A package of gun control bills submitted by City Councilman Darrell Clarke will apparently not come up for a vote tomorrow during Council's weekly session. Clarke last week said that the city Law Department was reviewing the proposed legislation, which was approved by Council's Committee on Public Safety. The legislation, which could have come up for a final vote by Council tomorrow, is being amended today and then held.
The legislation would limit handgun purchases to one a month, require owners to report lost or stolen guns to police, allow police to confiscate guns from people considered a risk to themselves or others, require a license from police to bring a gun into the city, ban semiautomatic weapons with clips that hold more than 10 rounds and establish a registry for ammunition sales.
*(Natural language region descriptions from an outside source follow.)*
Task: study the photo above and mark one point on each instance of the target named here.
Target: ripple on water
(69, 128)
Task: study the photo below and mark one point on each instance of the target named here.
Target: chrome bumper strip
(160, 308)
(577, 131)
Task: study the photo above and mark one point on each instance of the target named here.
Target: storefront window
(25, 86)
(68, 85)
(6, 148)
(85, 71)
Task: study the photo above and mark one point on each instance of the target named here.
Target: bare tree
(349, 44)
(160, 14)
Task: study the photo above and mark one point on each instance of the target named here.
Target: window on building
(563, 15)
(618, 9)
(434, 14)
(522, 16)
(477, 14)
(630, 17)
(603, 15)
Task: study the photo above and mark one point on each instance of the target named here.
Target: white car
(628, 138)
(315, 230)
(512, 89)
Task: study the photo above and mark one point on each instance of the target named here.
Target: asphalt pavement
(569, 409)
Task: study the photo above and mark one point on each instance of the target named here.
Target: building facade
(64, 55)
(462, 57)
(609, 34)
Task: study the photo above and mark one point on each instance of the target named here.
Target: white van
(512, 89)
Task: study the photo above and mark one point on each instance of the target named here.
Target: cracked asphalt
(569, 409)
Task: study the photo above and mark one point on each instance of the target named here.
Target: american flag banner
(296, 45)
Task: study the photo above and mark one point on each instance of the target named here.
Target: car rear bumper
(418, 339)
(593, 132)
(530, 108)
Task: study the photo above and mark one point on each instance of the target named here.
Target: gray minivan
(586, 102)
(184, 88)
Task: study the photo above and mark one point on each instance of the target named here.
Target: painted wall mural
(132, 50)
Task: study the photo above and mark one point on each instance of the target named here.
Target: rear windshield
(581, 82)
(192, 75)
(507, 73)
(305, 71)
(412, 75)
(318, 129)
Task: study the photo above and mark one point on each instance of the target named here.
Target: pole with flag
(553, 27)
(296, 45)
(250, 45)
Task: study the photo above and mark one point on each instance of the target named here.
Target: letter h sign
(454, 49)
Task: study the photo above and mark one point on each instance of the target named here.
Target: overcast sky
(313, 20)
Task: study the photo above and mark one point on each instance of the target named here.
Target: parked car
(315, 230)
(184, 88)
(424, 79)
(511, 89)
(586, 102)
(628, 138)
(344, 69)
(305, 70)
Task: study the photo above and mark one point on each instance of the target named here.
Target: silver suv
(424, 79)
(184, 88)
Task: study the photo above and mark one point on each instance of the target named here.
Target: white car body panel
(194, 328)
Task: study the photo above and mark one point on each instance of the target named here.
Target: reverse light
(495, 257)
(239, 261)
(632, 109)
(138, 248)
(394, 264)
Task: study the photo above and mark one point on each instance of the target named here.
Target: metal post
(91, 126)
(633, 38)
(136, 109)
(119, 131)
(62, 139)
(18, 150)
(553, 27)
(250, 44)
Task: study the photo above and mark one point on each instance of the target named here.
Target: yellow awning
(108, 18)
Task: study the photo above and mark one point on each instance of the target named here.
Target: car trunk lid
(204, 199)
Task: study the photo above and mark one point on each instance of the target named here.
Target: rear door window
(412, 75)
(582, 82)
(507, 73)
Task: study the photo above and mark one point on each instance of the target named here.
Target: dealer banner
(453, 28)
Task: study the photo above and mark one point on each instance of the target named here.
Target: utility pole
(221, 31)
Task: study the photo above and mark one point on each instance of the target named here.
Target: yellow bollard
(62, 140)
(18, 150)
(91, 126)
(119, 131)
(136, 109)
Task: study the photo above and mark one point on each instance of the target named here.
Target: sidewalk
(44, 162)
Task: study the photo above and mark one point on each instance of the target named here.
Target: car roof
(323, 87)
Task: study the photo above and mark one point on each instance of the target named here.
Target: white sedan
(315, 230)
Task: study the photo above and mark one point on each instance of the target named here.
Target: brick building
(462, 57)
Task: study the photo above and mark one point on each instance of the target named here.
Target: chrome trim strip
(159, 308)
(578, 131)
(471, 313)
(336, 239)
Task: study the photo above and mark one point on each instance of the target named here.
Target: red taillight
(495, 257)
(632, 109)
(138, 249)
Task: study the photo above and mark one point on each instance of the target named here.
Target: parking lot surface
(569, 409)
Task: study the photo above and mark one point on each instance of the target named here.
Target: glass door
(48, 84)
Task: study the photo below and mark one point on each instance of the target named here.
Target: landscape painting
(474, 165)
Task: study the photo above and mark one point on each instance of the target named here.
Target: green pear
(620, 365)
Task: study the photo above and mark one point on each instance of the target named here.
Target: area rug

Council passed the same legislation last year but it was not enforced because it called for matching state legislation. Clarke sued the state after that legislation never happened. The state is now seeking to have that lawsuit dismissed, arguing that only the General Assembly has the power to regulate guns in Pennsylvania. A 1996 ruling by the state Supreme Court upheld that argument.
The state House yesterday voted down 128-75 legislation that would have required handgun owners across the state to report lost or stolen guns to law enforcement agencies within 72 hours of learning that the weapon was missing.
Ultimately, Clarke's legislation is designed to provoke a Constitutional fight with the state that could lead to a re-hearing of the Supreme Court's 1996 decision on gun regulation.